Wednesday, March 17, 2010

God's Special Time

In case you haven't heard, I'm going to prison this weekend … When ever I've said that, I just can't get a rise out of anyone. They just look at me, knowing that there's a perfectly sensible explanation to follow. In this case, the explanation is Kairos, an international prison ministry in which Christians from all denominations go to prison, not to preach to the residents, but "to Listen, Listen—Love, Love." You can bet that they have heard plenty about how "bad" they are. One more sermon won't be any more effective than the hundreds they've heard before.

But haven't these people made their own bed? Shouldn't they just lie in it? Isn't our only responsibility to lock them up and keep them contained so that us good people are safe? Here's the problem. To believe that is to actually reduce God's power in this world. Are certain places in this world off limits even to God? But aren't the fact that some people are getting justice by being locked away actually a sign of God's power? If God is only power, then that would be true.

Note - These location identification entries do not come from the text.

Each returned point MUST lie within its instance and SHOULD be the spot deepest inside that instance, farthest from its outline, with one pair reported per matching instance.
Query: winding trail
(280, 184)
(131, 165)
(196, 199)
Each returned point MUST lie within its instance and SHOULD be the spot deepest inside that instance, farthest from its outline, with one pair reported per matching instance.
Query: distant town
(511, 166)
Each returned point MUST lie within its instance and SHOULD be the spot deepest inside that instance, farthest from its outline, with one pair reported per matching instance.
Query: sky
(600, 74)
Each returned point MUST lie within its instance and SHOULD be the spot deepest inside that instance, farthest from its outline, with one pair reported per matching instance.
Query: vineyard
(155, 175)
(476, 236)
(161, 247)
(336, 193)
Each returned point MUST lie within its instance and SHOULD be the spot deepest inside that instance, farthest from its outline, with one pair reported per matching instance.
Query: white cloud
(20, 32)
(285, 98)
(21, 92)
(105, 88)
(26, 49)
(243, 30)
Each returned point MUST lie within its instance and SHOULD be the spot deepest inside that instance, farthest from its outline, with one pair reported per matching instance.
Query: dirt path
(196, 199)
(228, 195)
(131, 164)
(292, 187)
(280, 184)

But that is not what we are taught? "Anyone who does not love does not know God, because God is love" (1st John 4:8).

As followers of the One who was nailed to a Cross, and yet pleaded, "Forgive them for they know not what they do;" we believe that nothing is more powerful than God's love for the world he made and the human beings made in God's image. No place in the world or in the heart is too dark for God's light to shine. Now, is it possible that some might never open their eyes to that light? Perhaps: but that is their decision. Kairos is a time of decision for the candidates who have applied to come and have been accepted. Will they forgive those who have hurt them? (Don't suppose for a second that those acts as predators toward other human beings have not themselves been preyed on) Will they accept that they are truly loved? Pray that they will do so.

Just to be clear, Kairos is not about getting anybody out of prison before they have served their time. It is not about denying justice, for God is most certainly just. Kairos is about helping them see that wherever they are, on the inside or outside, they are not separated from God's love. That is how powerful our God is; that God's love will go wherever it needs to bring his children to repentance, forgiveness and resurrection. Please pray for myself, Russ and Lili Henderson, Debbie Free and Kathy Wilemon who will be serving the candidates this weekend.